As noted earlier, in early versions of SQL Server Agent, the sysadmin could define a single proxy account to use to allow non-sysadmin users to perform any of these functions:

  • Execute active scripting job steps.
  • Execute command shell job steps.
  • Log job-step output to the file system.
  • Execute the xp_cmdshell XP.

In an upgrade, the single global proxy, if defined, is created on the upgraded server and is called UpgradedProxy. Job owners who had active scripting or command shell jobs will have access to this proxy after the upgrade. Those non-sysadmin users who were logging their job output to the file system will now be upgraded to logging this output to a table. These changes will allow the jobs to continue to execute as they did previously and now provide the sysadmin the ability to configure the security context of the job step to a more granular level.
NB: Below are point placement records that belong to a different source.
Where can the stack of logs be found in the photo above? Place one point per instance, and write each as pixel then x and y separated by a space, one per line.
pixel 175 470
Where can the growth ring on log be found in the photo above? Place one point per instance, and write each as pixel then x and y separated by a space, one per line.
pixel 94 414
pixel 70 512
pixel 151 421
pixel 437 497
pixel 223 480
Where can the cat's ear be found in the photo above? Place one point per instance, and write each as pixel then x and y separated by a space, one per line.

Another important note about proxies is with respect to the use of the xp_cmdshell XP. In previous versions of SQL Server, sysadmins set the proxy for this via an Agent XP, xp_sqlagent_proxy_account. In SQL Server 2008, this behavior has changed; if any of your scripts call this XP, they will need to be changed to use the new stored procedure, sp_xp_cmdshell_proxy_account, to set the proxy account for the xp_cmdshell. The link between Agent’s global proxy account and the credentials that xp_cmdshell run under are now broken, which makes sense since you should not have to configure SQL Agent to use xp_cmdshell.

Another minor surprise you may notice is if you had originally configured Agent to connect to SQL Server using SQL Server authentication. In SQL Server 2008, Agent prohibits connecting back to SQL Server using SQL Server authentication. With the move to multiple proxies, Agent did away with storing credentials in the registry and now accepts only Windows authentication, which means that the Agent service account must be sysadmin on SQL Server. If you had SQL Server authentication and upgraded to SQL Server 2008, Agent will use the Agent service account to connect back to SQL Server after the upgrade is complete.